LE PAYS MESURE SA DÉPENDANCE À L'ÉTRANGER
Trois mille dossiers d'état civil en suspens à Djinaky, des programmes de santé compromis, un ambitieux projet d'électrification menacé : le pays découvre brutalement les conséquences de la suspension de l'aide américaine
(SenePlus) - La récente suspension de l'aide américaine, décidée par le président Donald Trump, a brutalement interrompu de nombreux programmes de développement dans le pays, mettant en lumière la dépendance du pays à l'assistance étrangère. Cette situation survient alors même que le gouvernement, dirigé par le Premier ministre Ousmane Sonko, prône un discours résolument souverainiste.
Le 20 janvier 2025, Donald Trump a signé un décret suspendant pour quatre-vingt-dix jours les programmes d'aide américains, notamment ceux de l'USAID. Comme le rapporte Afrique XXI, cette décision "radicale destinée à revoir les priorités de financement et à éliminer les dépenses jugées inefficaces" a créé "une onde de choc ressentie dans le monde entier, mettant à nu la dépendance de certains pays à l'aide étrangère."
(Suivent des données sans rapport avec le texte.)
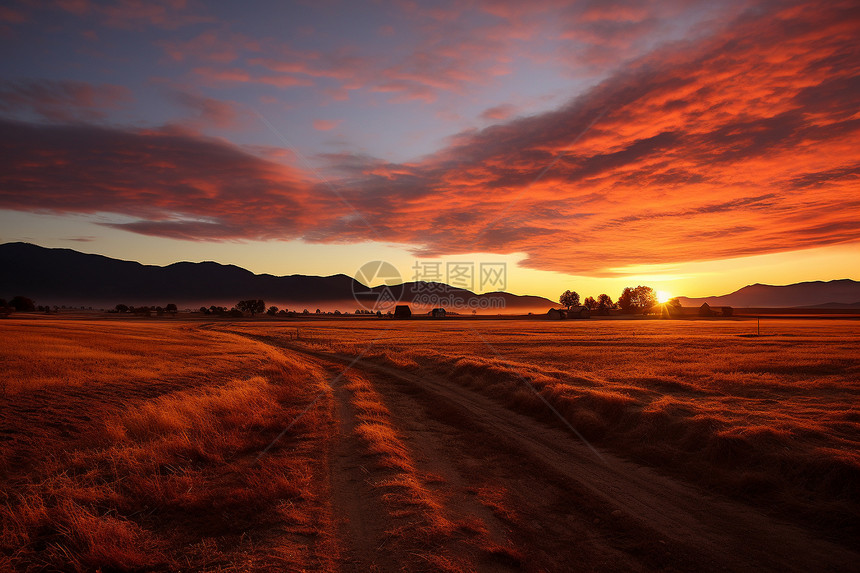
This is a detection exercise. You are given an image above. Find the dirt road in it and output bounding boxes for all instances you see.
[252,336,860,571]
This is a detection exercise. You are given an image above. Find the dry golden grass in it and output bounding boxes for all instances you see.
[228,320,860,536]
[0,322,337,571]
[0,320,266,395]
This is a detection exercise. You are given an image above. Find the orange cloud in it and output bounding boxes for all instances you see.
[0,3,860,275]
[314,119,343,131]
[0,80,133,121]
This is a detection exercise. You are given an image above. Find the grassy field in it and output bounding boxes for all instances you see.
[0,320,335,571]
[0,319,860,571]
[231,319,860,537]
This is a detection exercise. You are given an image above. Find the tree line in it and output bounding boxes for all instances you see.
[558,285,681,314]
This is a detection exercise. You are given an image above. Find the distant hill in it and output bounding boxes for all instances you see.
[0,243,553,312]
[679,279,860,308]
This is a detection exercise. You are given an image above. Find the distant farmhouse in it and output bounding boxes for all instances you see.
[546,306,591,320]
[394,304,412,318]
[567,306,591,318]
[699,302,735,316]
[546,308,567,320]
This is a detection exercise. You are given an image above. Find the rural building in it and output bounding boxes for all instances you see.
[394,304,412,318]
[567,306,591,318]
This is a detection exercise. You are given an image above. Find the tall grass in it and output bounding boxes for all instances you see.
[228,320,860,538]
[0,325,337,571]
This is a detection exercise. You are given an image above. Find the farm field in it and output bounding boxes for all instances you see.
[0,318,860,571]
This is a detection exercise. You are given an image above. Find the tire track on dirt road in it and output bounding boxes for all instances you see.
[250,332,860,571]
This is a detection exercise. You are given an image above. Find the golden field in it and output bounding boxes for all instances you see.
[0,318,860,571]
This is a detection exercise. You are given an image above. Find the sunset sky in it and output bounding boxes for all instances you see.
[0,0,860,299]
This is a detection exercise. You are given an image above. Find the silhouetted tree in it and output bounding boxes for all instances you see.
[9,296,36,312]
[618,285,657,313]
[558,290,579,309]
[236,298,266,316]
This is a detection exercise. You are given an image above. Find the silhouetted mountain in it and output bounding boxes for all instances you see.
[679,279,860,308]
[0,243,552,312]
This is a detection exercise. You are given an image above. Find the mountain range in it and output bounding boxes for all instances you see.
[0,243,860,314]
[679,279,860,309]
[0,243,554,313]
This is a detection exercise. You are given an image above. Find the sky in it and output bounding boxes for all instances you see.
[0,0,860,299]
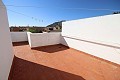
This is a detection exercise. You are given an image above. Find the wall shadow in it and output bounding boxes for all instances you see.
[12,41,29,46]
[63,36,120,49]
[32,44,69,53]
[8,57,85,80]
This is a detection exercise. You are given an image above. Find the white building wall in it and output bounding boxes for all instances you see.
[61,14,120,64]
[28,32,60,48]
[11,32,28,42]
[0,0,13,80]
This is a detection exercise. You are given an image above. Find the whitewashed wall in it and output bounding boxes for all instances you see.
[28,32,60,48]
[61,14,120,64]
[11,32,28,42]
[0,0,14,80]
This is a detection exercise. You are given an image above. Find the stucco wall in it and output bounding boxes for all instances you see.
[11,32,28,42]
[28,32,60,47]
[61,14,120,64]
[0,0,13,80]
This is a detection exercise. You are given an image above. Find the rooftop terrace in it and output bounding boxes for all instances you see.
[9,42,120,80]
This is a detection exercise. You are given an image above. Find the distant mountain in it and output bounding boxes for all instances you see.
[46,20,65,29]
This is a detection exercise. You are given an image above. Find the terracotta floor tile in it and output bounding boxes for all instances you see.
[9,42,120,80]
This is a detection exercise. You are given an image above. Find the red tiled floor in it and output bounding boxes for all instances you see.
[9,42,120,80]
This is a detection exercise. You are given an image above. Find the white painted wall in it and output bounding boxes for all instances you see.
[0,0,13,80]
[61,14,120,64]
[28,32,60,48]
[11,32,28,42]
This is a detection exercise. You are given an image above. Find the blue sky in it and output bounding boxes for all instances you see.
[3,0,120,26]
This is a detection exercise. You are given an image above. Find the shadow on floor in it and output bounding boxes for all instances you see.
[12,41,28,46]
[32,44,69,53]
[8,57,85,80]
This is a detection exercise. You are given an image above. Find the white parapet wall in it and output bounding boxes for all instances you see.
[61,14,120,64]
[27,32,61,48]
[11,32,28,42]
[0,0,14,80]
En Casamance, région du sud du Sénégal longtemps marquée par un conflit qui a duré plus de quatre décennies, les conséquences sont particulièrement sévères. Le maire de Djinaky, Alphoussény Diémé, témoigne : "On ne s'y attendait pas... Ça nous est tombé dessus d'un coup." Dans sa commune, environ 3 000 dossiers d'état civil, principalement des demandes d'actes de naissance, sont désormais en attente. Ces documents concernent des personnes nées pendant le conflit, qui a débuté en 1982.
"Certains enfants sont très brillants à l'école, ils doivent passer leur certificat bientôt mais, sans acte de naissance, ils ne peuvent pas s'inscrire. C'est comme s'ils étaient apatrides," s'inquiète le maire, cité par Afrique XXI.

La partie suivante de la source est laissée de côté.